Google Reveals Skyrocketing US Data Requests
Today in international tech news: Google releases data on government information requests. Also: A doctor in Taiwan -- Dr. Wang, it so happens -- says that excessive smartphone use can erode sex drive: Finland is staking its claim to international mobile gaming capital; Lenovo claims third place in China's smartphone market; and Europe loosens its in-flight phone rules.
Nov 15, 2013 10:52 AM PT
The U.S. government once again heads the list of those requesting data from Google, and lately it's been asking for a lot more.
Google's Transparency Report, a twice-a-year reminder of how often governments ask for information, says that the U.S. submitted 10,918 requests for 21,683 user accounts during the first half of 2013. U.S. requests had the highest rate of compliance, with Google forking over user information more than 80 percent of the time.
The total number of U.S. requests has more than doubled since 2009, when Google first started tracking such statistics.
With between 2,000 and 3,000 requests apiece, India, Germany and France rounded out the top four.
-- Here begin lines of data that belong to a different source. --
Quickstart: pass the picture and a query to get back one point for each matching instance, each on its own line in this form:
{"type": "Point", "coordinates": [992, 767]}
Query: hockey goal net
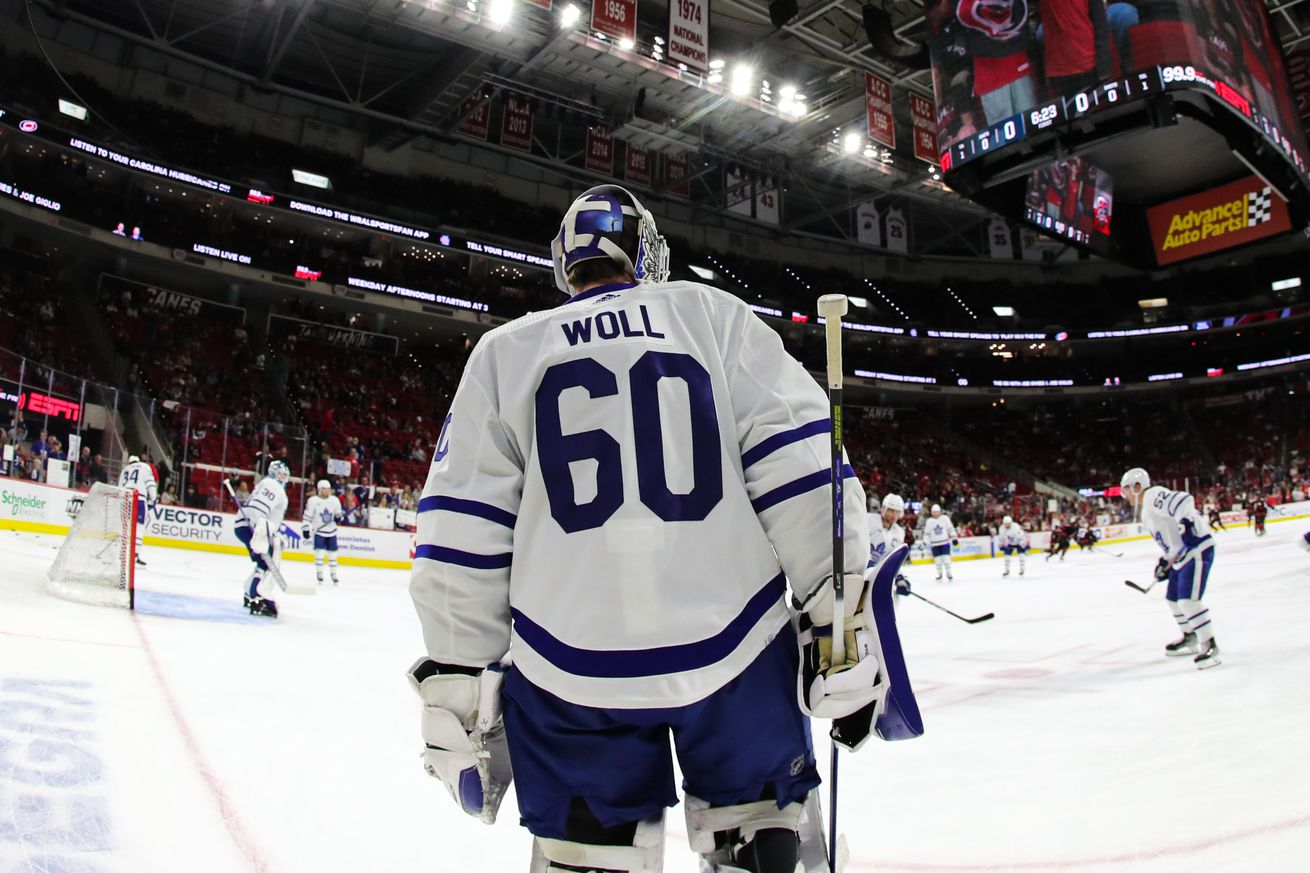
{"type": "Point", "coordinates": [97, 561]}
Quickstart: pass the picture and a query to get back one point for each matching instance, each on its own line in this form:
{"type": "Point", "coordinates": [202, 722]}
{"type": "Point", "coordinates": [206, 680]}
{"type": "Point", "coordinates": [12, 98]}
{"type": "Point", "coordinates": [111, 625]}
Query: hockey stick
{"type": "Point", "coordinates": [832, 307]}
{"type": "Point", "coordinates": [273, 566]}
{"type": "Point", "coordinates": [956, 615]}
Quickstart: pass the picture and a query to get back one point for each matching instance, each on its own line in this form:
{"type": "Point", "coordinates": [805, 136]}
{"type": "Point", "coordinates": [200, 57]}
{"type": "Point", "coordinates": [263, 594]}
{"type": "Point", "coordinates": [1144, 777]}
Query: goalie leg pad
{"type": "Point", "coordinates": [645, 853]}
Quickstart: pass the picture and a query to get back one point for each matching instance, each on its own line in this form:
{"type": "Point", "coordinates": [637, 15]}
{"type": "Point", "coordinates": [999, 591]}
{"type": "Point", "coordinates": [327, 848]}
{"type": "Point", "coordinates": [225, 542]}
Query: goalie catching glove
{"type": "Point", "coordinates": [871, 690]}
{"type": "Point", "coordinates": [464, 734]}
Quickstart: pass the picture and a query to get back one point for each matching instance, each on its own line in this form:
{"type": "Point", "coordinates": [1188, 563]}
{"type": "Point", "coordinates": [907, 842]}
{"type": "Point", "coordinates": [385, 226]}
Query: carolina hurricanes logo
{"type": "Point", "coordinates": [998, 19]}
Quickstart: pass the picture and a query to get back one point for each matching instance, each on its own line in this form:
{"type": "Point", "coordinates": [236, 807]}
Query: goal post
{"type": "Point", "coordinates": [97, 560]}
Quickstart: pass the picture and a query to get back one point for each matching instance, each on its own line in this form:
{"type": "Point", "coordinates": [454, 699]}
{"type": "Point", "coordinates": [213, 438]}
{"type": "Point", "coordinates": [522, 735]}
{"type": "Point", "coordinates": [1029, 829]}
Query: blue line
{"type": "Point", "coordinates": [795, 488]}
{"type": "Point", "coordinates": [770, 445]}
{"type": "Point", "coordinates": [464, 559]}
{"type": "Point", "coordinates": [626, 663]}
{"type": "Point", "coordinates": [468, 507]}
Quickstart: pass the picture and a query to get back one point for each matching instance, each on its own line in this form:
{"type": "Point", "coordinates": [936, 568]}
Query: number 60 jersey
{"type": "Point", "coordinates": [620, 494]}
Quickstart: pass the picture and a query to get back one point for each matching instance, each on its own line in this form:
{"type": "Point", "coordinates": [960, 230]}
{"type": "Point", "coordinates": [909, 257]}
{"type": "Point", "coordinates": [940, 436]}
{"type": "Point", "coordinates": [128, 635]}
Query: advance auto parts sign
{"type": "Point", "coordinates": [1218, 219]}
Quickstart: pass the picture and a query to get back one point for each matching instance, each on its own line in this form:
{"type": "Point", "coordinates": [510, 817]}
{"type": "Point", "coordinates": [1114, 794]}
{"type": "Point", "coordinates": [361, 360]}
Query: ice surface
{"type": "Point", "coordinates": [191, 737]}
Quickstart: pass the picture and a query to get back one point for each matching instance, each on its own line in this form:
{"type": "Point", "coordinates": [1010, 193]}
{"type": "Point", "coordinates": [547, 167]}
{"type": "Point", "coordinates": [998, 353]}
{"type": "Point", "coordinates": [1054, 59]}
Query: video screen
{"type": "Point", "coordinates": [1074, 199]}
{"type": "Point", "coordinates": [1002, 68]}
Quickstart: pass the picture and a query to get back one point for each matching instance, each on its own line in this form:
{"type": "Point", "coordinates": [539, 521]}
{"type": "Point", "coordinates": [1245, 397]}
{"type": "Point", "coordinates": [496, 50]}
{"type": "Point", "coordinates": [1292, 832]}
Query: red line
{"type": "Point", "coordinates": [244, 842]}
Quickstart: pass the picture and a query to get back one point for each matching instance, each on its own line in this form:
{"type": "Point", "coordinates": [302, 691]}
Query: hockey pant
{"type": "Point", "coordinates": [1186, 589]}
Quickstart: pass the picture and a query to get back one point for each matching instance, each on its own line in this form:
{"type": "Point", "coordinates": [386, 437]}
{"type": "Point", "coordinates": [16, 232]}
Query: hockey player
{"type": "Point", "coordinates": [140, 476]}
{"type": "Point", "coordinates": [886, 535]}
{"type": "Point", "coordinates": [321, 515]}
{"type": "Point", "coordinates": [1171, 518]}
{"type": "Point", "coordinates": [257, 528]}
{"type": "Point", "coordinates": [1011, 539]}
{"type": "Point", "coordinates": [939, 535]}
{"type": "Point", "coordinates": [620, 497]}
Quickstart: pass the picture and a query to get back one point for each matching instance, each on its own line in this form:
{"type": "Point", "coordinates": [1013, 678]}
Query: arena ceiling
{"type": "Point", "coordinates": [406, 64]}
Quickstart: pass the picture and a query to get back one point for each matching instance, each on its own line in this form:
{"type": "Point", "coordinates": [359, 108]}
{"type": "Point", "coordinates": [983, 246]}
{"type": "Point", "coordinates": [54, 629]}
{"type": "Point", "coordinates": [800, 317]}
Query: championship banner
{"type": "Point", "coordinates": [172, 302]}
{"type": "Point", "coordinates": [637, 165]}
{"type": "Point", "coordinates": [924, 114]}
{"type": "Point", "coordinates": [600, 150]}
{"type": "Point", "coordinates": [676, 167]}
{"type": "Point", "coordinates": [898, 232]}
{"type": "Point", "coordinates": [998, 240]}
{"type": "Point", "coordinates": [878, 110]}
{"type": "Point", "coordinates": [867, 224]}
{"type": "Point", "coordinates": [689, 34]}
{"type": "Point", "coordinates": [474, 116]}
{"type": "Point", "coordinates": [283, 327]}
{"type": "Point", "coordinates": [516, 123]}
{"type": "Point", "coordinates": [1218, 219]}
{"type": "Point", "coordinates": [616, 19]}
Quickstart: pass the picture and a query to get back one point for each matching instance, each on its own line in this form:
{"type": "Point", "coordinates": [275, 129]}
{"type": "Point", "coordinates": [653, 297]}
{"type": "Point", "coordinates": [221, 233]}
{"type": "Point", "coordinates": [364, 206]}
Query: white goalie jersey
{"type": "Point", "coordinates": [621, 493]}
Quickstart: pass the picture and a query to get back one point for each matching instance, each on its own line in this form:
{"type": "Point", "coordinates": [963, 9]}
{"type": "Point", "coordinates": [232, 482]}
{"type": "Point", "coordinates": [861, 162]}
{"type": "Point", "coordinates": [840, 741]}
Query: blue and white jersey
{"type": "Point", "coordinates": [140, 477]}
{"type": "Point", "coordinates": [1011, 536]}
{"type": "Point", "coordinates": [321, 514]}
{"type": "Point", "coordinates": [938, 531]}
{"type": "Point", "coordinates": [621, 494]}
{"type": "Point", "coordinates": [882, 539]}
{"type": "Point", "coordinates": [1173, 521]}
{"type": "Point", "coordinates": [267, 501]}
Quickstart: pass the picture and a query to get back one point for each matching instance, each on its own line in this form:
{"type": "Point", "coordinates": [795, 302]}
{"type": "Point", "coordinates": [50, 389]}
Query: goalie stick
{"type": "Point", "coordinates": [956, 615]}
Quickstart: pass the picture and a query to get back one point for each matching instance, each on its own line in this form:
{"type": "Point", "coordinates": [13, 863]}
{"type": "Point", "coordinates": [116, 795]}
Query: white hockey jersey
{"type": "Point", "coordinates": [1173, 521]}
{"type": "Point", "coordinates": [267, 501]}
{"type": "Point", "coordinates": [621, 493]}
{"type": "Point", "coordinates": [938, 530]}
{"type": "Point", "coordinates": [321, 514]}
{"type": "Point", "coordinates": [1011, 535]}
{"type": "Point", "coordinates": [139, 476]}
{"type": "Point", "coordinates": [882, 539]}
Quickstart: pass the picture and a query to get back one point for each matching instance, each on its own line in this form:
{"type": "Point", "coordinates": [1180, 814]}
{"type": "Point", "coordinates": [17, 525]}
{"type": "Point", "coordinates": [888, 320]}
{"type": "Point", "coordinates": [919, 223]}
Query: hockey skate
{"type": "Point", "coordinates": [1209, 657]}
{"type": "Point", "coordinates": [1182, 646]}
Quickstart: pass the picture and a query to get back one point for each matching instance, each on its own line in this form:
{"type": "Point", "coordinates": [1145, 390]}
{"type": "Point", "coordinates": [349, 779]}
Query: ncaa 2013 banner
{"type": "Point", "coordinates": [43, 509]}
{"type": "Point", "coordinates": [1218, 219]}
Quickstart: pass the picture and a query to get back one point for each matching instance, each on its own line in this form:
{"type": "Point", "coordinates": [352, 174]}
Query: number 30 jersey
{"type": "Point", "coordinates": [620, 494]}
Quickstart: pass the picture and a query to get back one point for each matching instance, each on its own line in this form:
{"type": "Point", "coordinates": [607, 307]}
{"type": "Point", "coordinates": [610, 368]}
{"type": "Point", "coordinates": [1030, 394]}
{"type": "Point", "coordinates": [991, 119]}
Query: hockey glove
{"type": "Point", "coordinates": [464, 734]}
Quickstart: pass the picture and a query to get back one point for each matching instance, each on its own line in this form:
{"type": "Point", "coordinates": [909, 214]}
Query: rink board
{"type": "Point", "coordinates": [43, 509]}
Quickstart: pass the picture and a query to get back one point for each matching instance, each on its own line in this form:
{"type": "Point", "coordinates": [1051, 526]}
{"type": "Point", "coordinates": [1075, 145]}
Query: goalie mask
{"type": "Point", "coordinates": [607, 222]}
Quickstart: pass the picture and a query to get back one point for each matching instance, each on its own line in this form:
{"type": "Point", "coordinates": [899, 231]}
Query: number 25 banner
{"type": "Point", "coordinates": [616, 19]}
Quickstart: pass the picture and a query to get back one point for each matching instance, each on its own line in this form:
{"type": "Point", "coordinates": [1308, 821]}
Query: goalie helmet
{"type": "Point", "coordinates": [1136, 476]}
{"type": "Point", "coordinates": [607, 222]}
{"type": "Point", "coordinates": [279, 471]}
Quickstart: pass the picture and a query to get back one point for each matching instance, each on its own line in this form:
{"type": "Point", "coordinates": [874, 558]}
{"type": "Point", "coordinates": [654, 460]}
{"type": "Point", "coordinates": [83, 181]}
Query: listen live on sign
{"type": "Point", "coordinates": [1218, 219]}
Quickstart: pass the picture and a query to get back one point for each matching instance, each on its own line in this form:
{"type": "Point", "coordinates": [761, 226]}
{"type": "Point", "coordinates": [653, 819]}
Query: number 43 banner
{"type": "Point", "coordinates": [616, 19]}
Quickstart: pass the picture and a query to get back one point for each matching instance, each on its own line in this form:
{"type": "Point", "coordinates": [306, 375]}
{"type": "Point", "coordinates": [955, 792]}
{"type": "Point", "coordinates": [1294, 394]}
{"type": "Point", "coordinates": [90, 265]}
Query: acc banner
{"type": "Point", "coordinates": [637, 165]}
{"type": "Point", "coordinates": [474, 116]}
{"type": "Point", "coordinates": [676, 169]}
{"type": "Point", "coordinates": [878, 110]}
{"type": "Point", "coordinates": [516, 123]}
{"type": "Point", "coordinates": [689, 33]}
{"type": "Point", "coordinates": [898, 232]}
{"type": "Point", "coordinates": [924, 114]}
{"type": "Point", "coordinates": [1218, 219]}
{"type": "Point", "coordinates": [867, 230]}
{"type": "Point", "coordinates": [615, 19]}
{"type": "Point", "coordinates": [600, 151]}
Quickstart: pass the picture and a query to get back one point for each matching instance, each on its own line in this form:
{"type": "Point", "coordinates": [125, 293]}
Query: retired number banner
{"type": "Point", "coordinates": [689, 33]}
{"type": "Point", "coordinates": [516, 123]}
{"type": "Point", "coordinates": [616, 19]}
{"type": "Point", "coordinates": [878, 110]}
{"type": "Point", "coordinates": [924, 114]}
{"type": "Point", "coordinates": [600, 151]}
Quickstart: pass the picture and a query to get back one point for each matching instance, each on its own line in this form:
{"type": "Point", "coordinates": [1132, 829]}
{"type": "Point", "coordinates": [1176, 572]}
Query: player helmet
{"type": "Point", "coordinates": [279, 471]}
{"type": "Point", "coordinates": [608, 222]}
{"type": "Point", "coordinates": [1136, 476]}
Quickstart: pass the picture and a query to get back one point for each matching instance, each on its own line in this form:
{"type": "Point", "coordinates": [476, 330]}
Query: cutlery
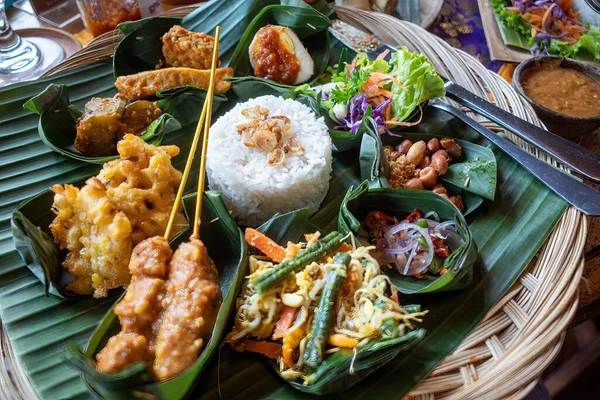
{"type": "Point", "coordinates": [579, 195]}
{"type": "Point", "coordinates": [578, 158]}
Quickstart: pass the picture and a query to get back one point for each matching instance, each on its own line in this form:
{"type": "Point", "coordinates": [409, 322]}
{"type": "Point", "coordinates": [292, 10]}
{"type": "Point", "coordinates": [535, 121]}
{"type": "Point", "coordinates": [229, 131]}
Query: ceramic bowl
{"type": "Point", "coordinates": [564, 125]}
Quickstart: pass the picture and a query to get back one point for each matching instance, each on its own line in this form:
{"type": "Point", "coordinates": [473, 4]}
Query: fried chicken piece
{"type": "Point", "coordinates": [121, 351]}
{"type": "Point", "coordinates": [129, 201]}
{"type": "Point", "coordinates": [145, 84]}
{"type": "Point", "coordinates": [183, 48]}
{"type": "Point", "coordinates": [191, 304]}
{"type": "Point", "coordinates": [96, 234]}
{"type": "Point", "coordinates": [138, 115]}
{"type": "Point", "coordinates": [99, 126]}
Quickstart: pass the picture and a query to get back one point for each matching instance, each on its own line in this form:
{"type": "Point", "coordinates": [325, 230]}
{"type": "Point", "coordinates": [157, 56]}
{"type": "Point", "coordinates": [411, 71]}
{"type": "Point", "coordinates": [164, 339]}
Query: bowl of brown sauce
{"type": "Point", "coordinates": [564, 93]}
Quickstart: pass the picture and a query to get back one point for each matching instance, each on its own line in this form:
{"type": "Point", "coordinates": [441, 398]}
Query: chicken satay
{"type": "Point", "coordinates": [139, 309]}
{"type": "Point", "coordinates": [121, 351]}
{"type": "Point", "coordinates": [190, 305]}
{"type": "Point", "coordinates": [141, 305]}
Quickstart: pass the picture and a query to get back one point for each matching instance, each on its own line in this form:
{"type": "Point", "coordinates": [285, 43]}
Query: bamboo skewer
{"type": "Point", "coordinates": [201, 173]}
{"type": "Point", "coordinates": [206, 111]}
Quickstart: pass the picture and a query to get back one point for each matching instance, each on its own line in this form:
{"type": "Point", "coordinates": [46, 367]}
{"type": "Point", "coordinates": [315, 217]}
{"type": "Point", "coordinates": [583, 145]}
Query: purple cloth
{"type": "Point", "coordinates": [459, 24]}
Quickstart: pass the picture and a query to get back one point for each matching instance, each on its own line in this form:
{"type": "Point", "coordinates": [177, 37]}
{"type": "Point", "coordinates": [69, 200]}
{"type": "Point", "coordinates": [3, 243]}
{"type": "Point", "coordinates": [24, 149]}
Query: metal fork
{"type": "Point", "coordinates": [585, 162]}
Smartphones Dial Down Sex Drive, Doctor Says
A doctor at Taiwan's Kaohsiung Medical Chung-Ho Memorial Hospital claims that smartphone games, when consumed in excess, can cause erectile dysfunction.
The doctor -- whose surname, no joke, is Wang -- says that there has been an increase in the number of men with ED in recent years, including those whose age should, in theory, protect them from the problem.
The culprit, Wang claims, is the libido-eroding power of smartphones.
This is not the first time smartphones have been linked to health problems. Over the summer, South Korean doctors linked smartphones to the early onset of dementia.
Finland Staking Claim to Games Capital
Mobile gaming has become a "flagship export industry" in Finland, according to the Associated Press.
That's not mere hyperbole: Mobile gaming revenue is expected to reach US$2.7 billion this year. The Scandinavian nation has already produced global hits such as Angry Birds and Clash of Clans.
Finland's claim to tech fame has long been linked to Nokia, the mobile phone giant. However, the company's mobile phone division was recently sold to Microsoft, leaving a void that gaming could fill.
Mobile games are still small potatoes compared to Nokia, which at its peak had annual revenue of about $40 billion. That said, some 2,200 people are employed in Finland's 180-or-so gaming companies.
In a related story, GungHo Online Entertainment, the mobile gaming branch of Japan's SoftBank Corp., is reportedly mulling relocating its headquarters to Finland.
SoftBank is apparently enticed by Finland's low corporate tax rates -- they will drop from 24.5 percent to 20 percent next year -- and its aforementioned gaming scene.
Last month, SoftBank paid $1.5 billion for control of Supercell Oy, the Finnish outfit responsible for games such as Clash of Clans and Hay Day.
Lenovo Claims Third in Chinese Smartphone Pecking Order
Chinese PC maker Lenovo has moved into third place in China's hypercompetitive smartphone market.
Now, things are still dominated by Apple and Samsung, but Lenovo, buoyed by an 84.5 percent jump in shipments from a year earlier, now has a 5.1 percent share of the market, compared to 4.1 percent last year.
Europe Relaxes In-Flight Electronics Rules
The European Aviation Safety Agency has published less-stringent guidelines pertaining to the use of electronics during flights. The new rules will allow for the use of devices during takeoff and landing, heretofore no-nos in Europe.
The U.S. published similar rules last month.
The new rules aren't a total green light. Passengers will still be required to stay in "airplane mode," precluding the use of both voice and text services.